A common companion is a percentile bootstrap confidence interval from the standard bootstrap distribution (bootstrapping directly from the observed groups).

boot_stats = bootstrap_diff_in_means(
    control,
    treatment,
    n_boot=n_boot,
    rng=np.random.default_rng(SEED_BOOTSTRAP),
)

ci_low, ci_high = bootstrap_ci_percentile(boot_stats, conf_level=0.95)
boot_se = float(np.std(boot_stats, ddof=1))

print(f"Observed mean difference: {observed_diff:.4f}")
print(f"Bootstrap SE (approx): {boot_se:.4f}")
print(f"95% percentile bootstrap CI: [{ci_low:.4f}, {ci_high:.4f}]")
Observed mean difference: 0.3111
Bootstrap SE (approx): 0.1816
95% percentile bootstrap CI: [-0.0519, 0.6593]
fig = go.Figure()
fig.add_trace(
    go.Histogram(
        x=boot_stats,
        nbinsx=70,
        name="bootstrap effect distribution",
        marker_color="#4C78A8",
        opacity=0.9,
    )
)

fig.add_vline(
    x=0.0,
    line_width=2,
    line_color="black",
    line_dash="dash",
    annotation_text="null (0)",
    annotation_position="top",
)
fig.add_vline(
    x=observed_diff,
    line_width=3,
    line_color="crimson",
    annotation_text=f"observed = {observed_diff:.3f}",
    annotation_position="top",
)
fig.add_vline(
    x=ci_low,
    line_width=3,
    line_color="#72B7B2",
    annotation_text=f"2.5% = {ci_low:.3f}",
    annotation_position="bottom",
)
fig.add_vline(
    x=ci_high,
    line_width=3,
    line_color="#72B7B2",
    annotation_text=f"97.5% = {ci_high:.3f}",
    annotation_position="bottom",
)

fig.update_layout(
    title="Standard bootstrap distribution for the effect + 95% CI",
    xaxis_title="mean difference (treatment - control)",
    yaxis_title="count",
    height=430,
    width=900,
)
fig.show()

Interpreting the CI#

A 95% confidence interval can be read as:

If we repeated the entire data-collection process many times and built the interval each time, about 95% of those intervals would contain the true effect.

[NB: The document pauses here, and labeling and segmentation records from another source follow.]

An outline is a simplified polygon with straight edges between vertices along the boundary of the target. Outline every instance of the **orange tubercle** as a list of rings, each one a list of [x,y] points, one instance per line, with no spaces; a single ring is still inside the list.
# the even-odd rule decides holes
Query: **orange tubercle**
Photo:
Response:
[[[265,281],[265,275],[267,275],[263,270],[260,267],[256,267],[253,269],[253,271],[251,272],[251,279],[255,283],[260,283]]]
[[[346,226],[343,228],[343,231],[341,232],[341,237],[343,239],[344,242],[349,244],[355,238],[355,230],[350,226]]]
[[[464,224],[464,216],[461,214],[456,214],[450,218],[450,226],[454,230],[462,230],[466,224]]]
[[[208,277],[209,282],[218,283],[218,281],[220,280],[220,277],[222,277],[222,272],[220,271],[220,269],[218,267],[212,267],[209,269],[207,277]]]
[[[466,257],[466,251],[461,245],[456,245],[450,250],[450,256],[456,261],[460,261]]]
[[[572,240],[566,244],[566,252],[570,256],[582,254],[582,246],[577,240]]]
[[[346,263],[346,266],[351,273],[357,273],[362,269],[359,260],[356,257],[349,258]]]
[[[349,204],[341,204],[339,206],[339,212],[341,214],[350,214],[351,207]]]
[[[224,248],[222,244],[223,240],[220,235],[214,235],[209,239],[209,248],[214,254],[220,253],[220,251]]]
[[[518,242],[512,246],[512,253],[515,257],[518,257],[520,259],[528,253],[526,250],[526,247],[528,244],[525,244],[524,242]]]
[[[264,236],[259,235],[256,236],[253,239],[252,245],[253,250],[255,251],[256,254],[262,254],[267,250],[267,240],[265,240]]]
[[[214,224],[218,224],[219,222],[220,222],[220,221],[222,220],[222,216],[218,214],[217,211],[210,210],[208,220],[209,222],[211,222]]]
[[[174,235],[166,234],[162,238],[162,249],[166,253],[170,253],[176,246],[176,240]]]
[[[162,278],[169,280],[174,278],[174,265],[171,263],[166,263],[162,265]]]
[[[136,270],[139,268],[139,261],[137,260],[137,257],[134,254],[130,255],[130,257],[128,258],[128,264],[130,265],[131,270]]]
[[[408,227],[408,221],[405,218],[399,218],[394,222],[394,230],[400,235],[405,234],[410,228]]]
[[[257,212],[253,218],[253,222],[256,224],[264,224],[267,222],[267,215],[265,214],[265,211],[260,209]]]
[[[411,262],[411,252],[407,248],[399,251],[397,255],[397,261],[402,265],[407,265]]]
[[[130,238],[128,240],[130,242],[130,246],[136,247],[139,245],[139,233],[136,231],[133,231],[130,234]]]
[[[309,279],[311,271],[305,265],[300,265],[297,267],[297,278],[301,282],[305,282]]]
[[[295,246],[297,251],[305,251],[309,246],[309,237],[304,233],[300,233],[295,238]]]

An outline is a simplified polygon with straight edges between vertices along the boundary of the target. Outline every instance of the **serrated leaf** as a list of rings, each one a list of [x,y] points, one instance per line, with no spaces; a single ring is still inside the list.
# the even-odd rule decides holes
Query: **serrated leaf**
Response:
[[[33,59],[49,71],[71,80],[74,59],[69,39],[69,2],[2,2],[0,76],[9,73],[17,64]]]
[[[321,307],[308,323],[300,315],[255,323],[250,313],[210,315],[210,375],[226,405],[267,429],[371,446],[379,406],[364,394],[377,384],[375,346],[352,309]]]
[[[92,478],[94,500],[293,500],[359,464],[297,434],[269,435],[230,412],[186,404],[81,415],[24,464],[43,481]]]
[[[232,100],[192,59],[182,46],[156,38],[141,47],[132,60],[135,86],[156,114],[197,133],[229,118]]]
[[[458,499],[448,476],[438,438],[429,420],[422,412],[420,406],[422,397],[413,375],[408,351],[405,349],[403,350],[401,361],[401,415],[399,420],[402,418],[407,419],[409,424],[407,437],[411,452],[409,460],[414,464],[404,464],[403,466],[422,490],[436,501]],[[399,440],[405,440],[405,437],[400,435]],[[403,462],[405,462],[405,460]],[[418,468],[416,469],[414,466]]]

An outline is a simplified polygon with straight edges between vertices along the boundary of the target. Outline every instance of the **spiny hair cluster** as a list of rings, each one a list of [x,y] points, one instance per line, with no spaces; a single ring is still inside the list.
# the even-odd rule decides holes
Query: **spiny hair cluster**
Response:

For the common “test via CI inversion” rule:

  • For a two-sided test at \(\alpha=0.05\), you reject \(H_0\) if 0 is not inside the 95% CI.

Compared to a p-value, the CI forces you to look at magnitude and uncertainty, not just a threshold.

5) When (and how) to use bootstrap tests in practice#

Bootstrap tests are most useful when you:

  • care about a statistic without a clean analytic null distribution

  • want fewer distributional assumptions than classic parametric tests

  • are willing to pay compute to get a flexible, data-driven approximation

But you must match the resampling scheme to the data structure:

  • One-sample location test (\(H_0: \mu = \mu_0\)): shift the sample so its mean equals \(\mu_0\), then bootstrap.

  • Two-sample independent groups: resample within each group (as done here).

  • Paired / matched data: resample the pairs (or resample the paired differences).

  • Regression: consider a residual bootstrap or pairs bootstrap.

  • Time series / dependence: use block bootstrap variants (simple i.i.d. resampling breaks dependence).

Also note:

  • For “are two groups different?” with exchangeable observations, a permutation test is often preferred for hypothesis testing (exact under \(H_0\)), while the bootstrap shines for confidence intervals.

6) Pitfalls#

  • Garbage in, garbage out: bootstrap assumes your sample represents the population well.

  • Dependence matters: naive bootstrap on correlated data can be very misleading.

  • Small samples: bootstrap approximations can be noisy or biased.

  • Null-world choice matters: different ways of enforcing \(H_0\) can lead to different results.

  • Report more than p-values: always include effect size + uncertainty.

Exercises#

  1. Change the statistic from mean to median and repeat the workflow.

  2. Increase/decrease the sample size and see how the p-value and CI change.

  3. Implement a paired bootstrap test by simulating paired differences.

  4. Compare a bootstrap p-value to a permutation-test p-value for the same data.

References#

  • Efron, B. (1979). Bootstrap methods: Another look at the jackknife.

  • Davison, A. C., & Hinkley, D. V. (1997). Bootstrap Methods and Their Application.

  • Good, P. (2005). Permutation, Parametric and Bootstrap Tests of Hypotheses.